Niederhoffer In Trouble..... Again !!

Discussion in 'Wall St. News' started by cosmokramer, Feb 7, 2010.

  1. Thank you for that comment.
     
    #201     Jul 30, 2010
  2. TraDaToR

    TraDaToR

    "But regrettably, duplicity is very, very important in life. The direct approach always creates tremendous obstruction and friction from the adversary, so often the indirect approach is necessary."

    Thoreau, "the eagle"
     
    #202     Jul 30, 2010
  3. beautiful reply and straight to the ACTUAL point, the rest is meaningless...

     
    #203     Jul 30, 2010
  4. until...

     
    #204     Jul 30, 2010
  5. What did the beaver say?
     
    #205     Jul 30, 2010
  6. Taleb has never been considered a highly talented trader, never has he been portrayed as such either. Niederhoffer has fallen victim to his own overblown ego and arrogance, someone who failed that often and blew away the investments he was supposed to safeguard and still believes he is completely misunderstood by the rest of the world is probably supposed to be hammered down by his creator like a nail each time it sticks out. At least he comes across as a guy who has an extremely hard time to learn from mistakes because he does not believe those were mistakes in the first place.

    So much about two people who both will never end up in the traders' or investors' hall of fame.

    Re your comment on the correlation between consistent gains and the application of scientific and statistical approaches to trading, I think you are a little too naive. Could you have possibly forgotten some other elements? What about prudent risk management, patience, the correct reading of fear and greed (something that I have thus far not seen properly priced by any algorithm that I have ever come across), among others. That is precisely the point why Niederhoffer goes down time and again, because he thinks he has it all figured out with his competitive character and Harvard degree and S-Plus and Spreadsheet statistical approach to markets, while being completely ignorant on proper risk management, alas pulling the emergency exit string.

    P.S.: Its utterly funny how a guy still believes a huge dump in global markets was connected in whatsoever way with his positions he was holding at that time.


     
    #206     Jul 30, 2010
  7. zdreg

    zdreg

    I understand why taleb may not end up in the trader's hall of fame but why not in the investor's hall of fame?
     
    #207     Jul 30, 2010
  8. Doubt it.

    You perceive investors wanted to "take a flier and go for broke" with the money they had with him. And if they lost it all, oh well. They may have SAID that in the beginning, but what they REALLY meant was "make me a BIG return, but don't lose my money"...
     
    #208     Jul 30, 2010
  9. So what?

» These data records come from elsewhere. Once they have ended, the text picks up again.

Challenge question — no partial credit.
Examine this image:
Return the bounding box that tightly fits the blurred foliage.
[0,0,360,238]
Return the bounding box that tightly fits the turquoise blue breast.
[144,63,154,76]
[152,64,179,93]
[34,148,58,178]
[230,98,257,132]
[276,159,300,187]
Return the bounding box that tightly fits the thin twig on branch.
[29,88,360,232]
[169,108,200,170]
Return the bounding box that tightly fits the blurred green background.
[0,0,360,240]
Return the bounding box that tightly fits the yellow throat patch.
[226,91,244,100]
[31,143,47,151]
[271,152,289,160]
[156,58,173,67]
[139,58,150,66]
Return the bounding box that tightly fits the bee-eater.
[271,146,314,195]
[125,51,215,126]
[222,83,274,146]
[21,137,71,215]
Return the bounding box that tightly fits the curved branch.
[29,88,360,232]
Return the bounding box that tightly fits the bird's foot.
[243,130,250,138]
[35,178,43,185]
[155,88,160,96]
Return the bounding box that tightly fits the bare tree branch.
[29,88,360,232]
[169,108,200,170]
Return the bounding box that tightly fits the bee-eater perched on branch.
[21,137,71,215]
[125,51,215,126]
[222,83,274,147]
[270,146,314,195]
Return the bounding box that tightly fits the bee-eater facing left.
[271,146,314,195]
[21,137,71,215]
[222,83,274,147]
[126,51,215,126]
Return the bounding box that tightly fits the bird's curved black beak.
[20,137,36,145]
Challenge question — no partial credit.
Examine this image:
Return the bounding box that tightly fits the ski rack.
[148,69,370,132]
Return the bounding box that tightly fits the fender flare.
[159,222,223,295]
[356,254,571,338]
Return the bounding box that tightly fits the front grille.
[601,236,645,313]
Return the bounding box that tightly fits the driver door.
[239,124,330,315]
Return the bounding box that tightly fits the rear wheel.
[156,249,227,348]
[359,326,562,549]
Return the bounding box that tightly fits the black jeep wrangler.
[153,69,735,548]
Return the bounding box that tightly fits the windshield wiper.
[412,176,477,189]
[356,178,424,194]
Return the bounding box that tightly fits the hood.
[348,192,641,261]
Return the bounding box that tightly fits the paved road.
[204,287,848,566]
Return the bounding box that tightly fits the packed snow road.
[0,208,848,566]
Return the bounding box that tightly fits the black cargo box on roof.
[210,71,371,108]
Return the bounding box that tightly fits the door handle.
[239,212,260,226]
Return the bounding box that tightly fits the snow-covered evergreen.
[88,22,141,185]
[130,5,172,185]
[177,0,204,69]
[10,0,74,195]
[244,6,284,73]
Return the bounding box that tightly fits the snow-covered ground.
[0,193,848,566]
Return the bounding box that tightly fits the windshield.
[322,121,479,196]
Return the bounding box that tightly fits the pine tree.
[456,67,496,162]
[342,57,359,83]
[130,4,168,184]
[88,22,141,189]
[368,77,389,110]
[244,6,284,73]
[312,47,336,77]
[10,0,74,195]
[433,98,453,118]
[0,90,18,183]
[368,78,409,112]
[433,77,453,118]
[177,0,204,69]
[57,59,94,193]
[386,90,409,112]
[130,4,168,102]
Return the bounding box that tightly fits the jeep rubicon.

If he blows up and loses it all, having made bank in prior years means nothing.

    I can tell that you have never managed OPM. You're all talk and no experience.. just like Obama and his administration.
     
    #209     Jul 30, 2010
  10. So, let me see whether I understood you correctly: You understand the risk-return relationship, bravo. And diversification is no foreign term to you, even better. That things can go bad is a probability certain sophisticated investors take into account, agreed with you. However, Magic Vic fuxxed up 3 times to such large order that he lost his investors hundreds of millions of dollars. There is something that is called maximum draw down. That is why Tiger closed certain funds, thats why Soros closed certain funds because max drawdown was reached.

    Vic, however, could not overcome his ego and had to double down and rather go for total defeat. After all he applied what he learned. There are only winners or losers, nothing in between. Not only did he do it once, not twice, three times, and thats only what is documented in popular media. The problem I have with this guy that he is blaming the rest of the world for his mistakes, yet he learns fuxxing NOTHING. He is not even aware of his statistical fallacies. He steadfastly believes that he is right and the markets figured it all wrong, thats the funny part. What I DONT UNDERSTAND is people who still entrust this guy with a dime. From now on, those who invest with him deserve to lose. Enough said!!!